Please Stop Putting Spoilers In Book Blurbs

Book blurbs. They tease, they intrigue, they get us excited. Whenever I buy a book, I look at the blurb first. Point is – they matter.

I know the majority of authors have no control over their blurbs, so this minor rant is more focused on those folks who do decide what’s plonked on a book’s cover. So, please, can you stop with the spoilers?

Take Octavia Butler’s The Parable of the Sower, for example. It’s blurb spoiled the reading experience for me because it (spoiler warning, I guess) revealed how the protagonist loses her village and family and is forced into an American dystopia.

When unattended environmental & economic crisis lead to social chaos, not even gated communities are safe. In a night of fire and death, Lauren Olamina, a minister’s young daughter, loses her family and home and ventures out into the unprotected American landscape. But what begins as a flight for survival soon leads to something much more: a startling human destiny…and the birth of a new faith.

Parable Of Sower

By itself, there’s nothing wrong with that.

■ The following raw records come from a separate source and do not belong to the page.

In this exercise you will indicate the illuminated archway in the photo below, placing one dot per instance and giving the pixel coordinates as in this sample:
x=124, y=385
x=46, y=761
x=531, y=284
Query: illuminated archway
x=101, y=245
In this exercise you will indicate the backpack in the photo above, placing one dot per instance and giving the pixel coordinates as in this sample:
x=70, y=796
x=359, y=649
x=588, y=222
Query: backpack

It’s a good hook, sounds interesting, and explains what the book is about.

The problem is, this doesn’t happen until nearly halfway through.

If a blurb describes an event in the story, I expect to read about it as soon as possible. Preferably in the opening chapter. I already know it’s going to happen, it’s the event that convinced me to start reading, so why wait?

Instead, by revealing such a major turning point, I was left wondering when the story I was promised was going to start. I was bored and frustrated.

I understand there’s a lot of pressure to write a blurb that convinces people to buy the book, but revealing something like that demonstrates no confidence in the story and weakens the reading experience. It’s unfair to author and reader.

A blurb shouldn’t reveal anything the first Few chapters Don’t.

Uprooted by Naomi Novik has a great blurb. It summaries the important points – Wizard. Check. Enchanted forest. Check – and hints at what’s to come. It reveals nothing past what happens in the first chapter. The rest of the story is left for the reader to discover.

Agnieszka loves her village, set deep in a peaceful valley. But the nearby enchanted forest casts a shadow over her home. Many have been lost to the Wood and none return unchanged. The villagers depend on an ageless wizard, the Dragon, to protect them from the forest’s dark magic. However, his help comes at a terrible price. A young village woman must serve him for ten years, leaving all she values behind.
Agnieszka fears her dearest friend Kasia will be picked at the next choosing, for she is everything Agnieszka is not – beautiful, graceful and brave. Yet when the Dragon comes, it’s not Kasia he takes.

Uprooted

While I wasn’t 100% happy with everything that happened in Uprooted, I had a lot more fun reading it than I did Parable of the Sower. I was surprised by each twist, new character, and by how the story evolved. I felt like I was discovering a story, rather than waiting for one.

A blurb should benefit the book, not detract from it. It shouldn’t spoil anything past the first few chapters. And if nothing blurb-worthy is happening in the opening chapters, maybe those chapters shouldn’t be there.